Für das Inlandsgeschäft geben sich die Unternehmen hingegen deutlich optimistischer. Trotz des weiterhin anhaltend hohen Forderungsrisikos wollen deutsche Firmen auch in den kommenden Monaten insgesamt mehr Lieferantenkredite vergeben. 70 Prozent der befragten Firmen erwarten zudem, dass sich die binnenwirtschaftliche Lage im kommenden Jahr verbessern werde. "Es deutet sich an, dass Corona nicht nur eine kurze Delle in der seit mehr als zehn Jahren steigenden Konjunkturkurve Deutschlands ist, sondern unsere Wirtschaft noch lange Zeit beeinträchtigen wird", sagt Dr. Thomas Langen. "In der jetzigen Phase sind Lieferanten gut beraten, wirtschaftlich grundsätzlich solide Kunden mit Zahlungszielen zu unterstützen, gleichzeitig aber offene Forderungen unbedingt auch zu versichern."

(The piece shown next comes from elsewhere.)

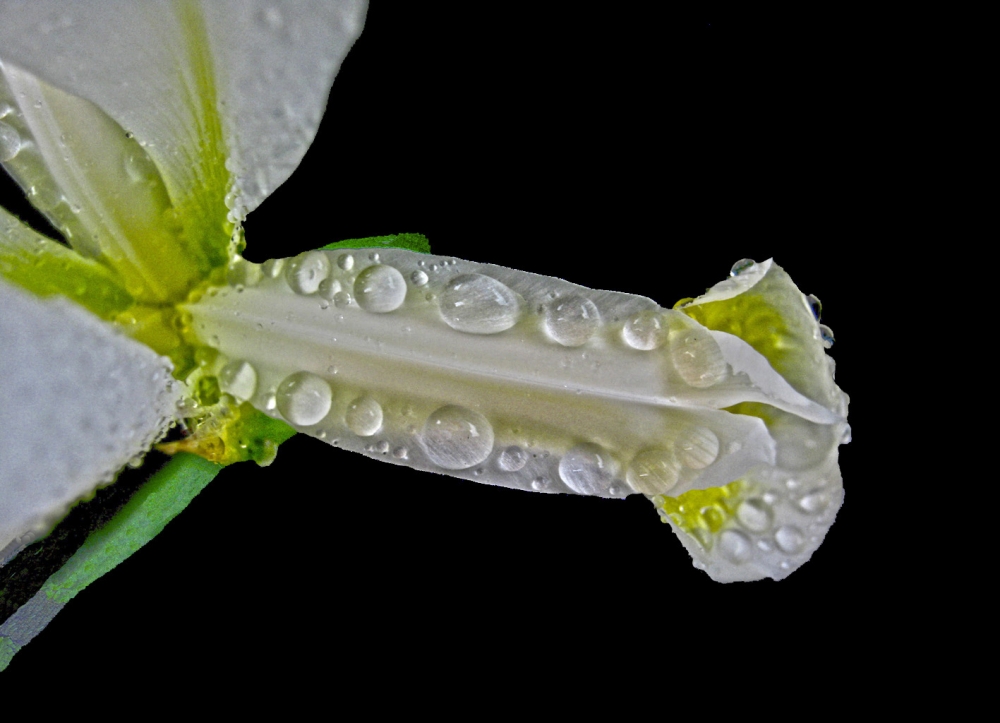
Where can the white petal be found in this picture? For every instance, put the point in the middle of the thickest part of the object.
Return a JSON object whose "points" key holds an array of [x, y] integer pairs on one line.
{"points": [[78, 400]]}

Das Atradius Zahlungsmoralbarometer
Das Zahlungsmoralbarometer Deutschland ist Teil des Atradius Zahlungsmoralbarometers West- und Osteuropa. Dieses enthält die Befragungsergebnisse zum Zahlungsverhalten im Firmengeschäft in 20 Ländern in den vergangenen zwölf Monaten. In Westeuropa wurden insgesamt mehr als 2.600 Firmen in Belgien, Dänemark, Deutschland, Frankreich, Griechenland, Irland, Italien, den Niederlanden, Österreich, Schweden, der Schweiz, Spanien und dem Vereinigtes Königreich befragt; in Osteuropa mehr als 1.400 Firmen in Bulgarien, Polen, Rumänien, Slowakei, der Tschechischen Republik, der Türkei und Ungarn. (-ver / www.bocquel-news.de)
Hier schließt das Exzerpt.